Lynn nodded. South Bloomfield was a small village by the stream to the south. It was nothing more than a bridge, a cluster of houses and a township hall at the crossroads. She’d raided the houses years ago in search of a pair of scissors.
“I’m going,” she said stubbornly. “Soon as possible.”
“At least let me come with you,” Eli said. “I don’t like the idea of you going alone.”
“Sorry, Eli, but I might as well drive right through town honking the horn as take you with me. You’re as delicate as an elephant in the woods. And Stebbs would slow me down, no offense.”
“I’m getting my leg rebroke. You’ll eat those words one day, missy.”
“’Til then I can still outrun you,” she said, ignoring the dark looks Eli gave her. “I’m going to check on Lucy.”
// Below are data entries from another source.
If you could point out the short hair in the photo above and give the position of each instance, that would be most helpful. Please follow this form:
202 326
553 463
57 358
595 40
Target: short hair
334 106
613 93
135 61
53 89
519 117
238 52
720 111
Vera was sorting through the prescriptions they had found when Lynn got downstairs. “How’d we do?”
“Pretty good, actually,” Vera said, holding out a bottle for Lynn to see. “This one is Augmentin. Normally I’d say it’s a little too strong for someone Lucy’s size, but it’s expired so some of the potency is lost. I’ll start her on it and see where it gets us.”
She handed her another bottle, with only a few small pills inside. “That one is amoxicillin, it’s an all-purpose antibiotic that I’d prefer to give her, but it lacks the punch of the Augmentin and there isn’t enough to keep a stable amount in her bloodstream long enough to kill off all the bacteria. You keep it, and if you ever get a cut that looks bad, take the pills until they’re gone.”
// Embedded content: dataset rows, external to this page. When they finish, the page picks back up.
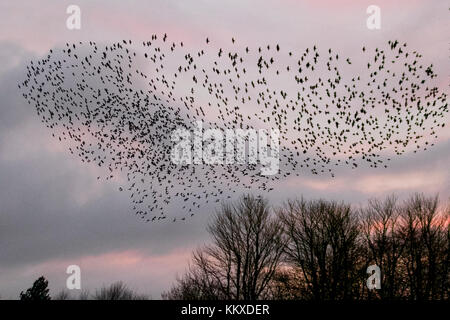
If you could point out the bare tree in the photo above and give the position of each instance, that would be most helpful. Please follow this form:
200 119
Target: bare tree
425 234
323 242
245 254
380 222
117 291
Lynn looked at Lucy, peacefully curled into a ball under her clean blanket, a freshly boiled Red Dog tucked under her chin. “This bacterial infection . . . how did she get it? Was it in the water? Something I gave her to eat?”
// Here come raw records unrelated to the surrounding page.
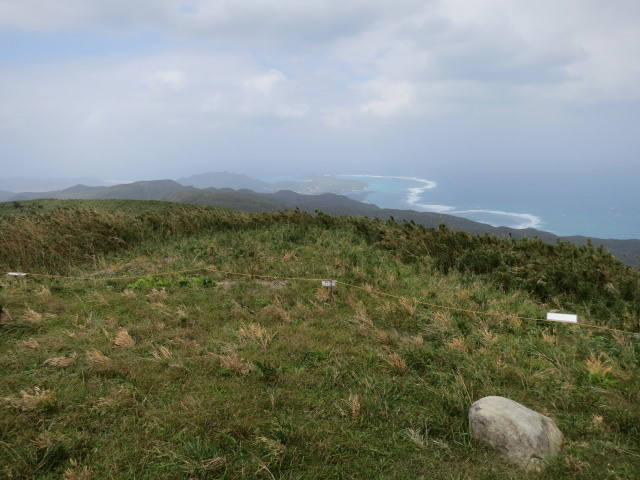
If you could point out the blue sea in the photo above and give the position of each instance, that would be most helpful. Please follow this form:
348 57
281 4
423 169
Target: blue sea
564 206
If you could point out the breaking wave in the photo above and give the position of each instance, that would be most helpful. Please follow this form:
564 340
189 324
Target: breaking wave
414 195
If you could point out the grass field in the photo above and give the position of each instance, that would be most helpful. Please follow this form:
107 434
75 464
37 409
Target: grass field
210 375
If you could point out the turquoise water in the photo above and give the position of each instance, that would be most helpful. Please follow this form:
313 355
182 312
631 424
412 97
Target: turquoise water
563 206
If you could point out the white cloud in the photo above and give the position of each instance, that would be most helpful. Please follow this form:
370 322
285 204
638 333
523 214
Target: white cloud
265 82
357 66
391 98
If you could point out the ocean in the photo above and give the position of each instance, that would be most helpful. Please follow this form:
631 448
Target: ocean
564 206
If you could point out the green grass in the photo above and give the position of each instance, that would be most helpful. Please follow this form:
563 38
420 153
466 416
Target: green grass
230 377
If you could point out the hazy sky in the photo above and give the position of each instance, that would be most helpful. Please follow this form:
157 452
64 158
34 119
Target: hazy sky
157 88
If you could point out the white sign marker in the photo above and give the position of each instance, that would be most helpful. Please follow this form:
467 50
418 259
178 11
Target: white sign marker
562 317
“I can’t say for sure how she got it, Lynn. But I can tell you that if you hadn’t been feeding her these past few months, she’d be dead for sure.”
“Right.”
“It’s not your fault. It’s just something that happened.”
“It is what it is—that’s what Mother would always say.”
“She sounds like a smart woman.” Vera smiled at Lynn and touched her shoulder. “I don’t want to upset you, but I’m going to move Lucy over to the stream house. The damp air down here could lay the groundwork for an opportunistic infection.”
“You could move her upstairs,” Lynn offered. “Plenty dry there.”
“Maybe, but the nights still get cold and judging by the ductwork I see here in your basement, there aren’t working fireplaces up there, right?”
“No,” Lynn admitted. “There’s not.”
“Eli said that little shed that he and Stebbs built is tight as a drum, holds the heat and has no drafts. I’m sorry, but in Lucy’s condition it’s the better bet over an old farmhouse.”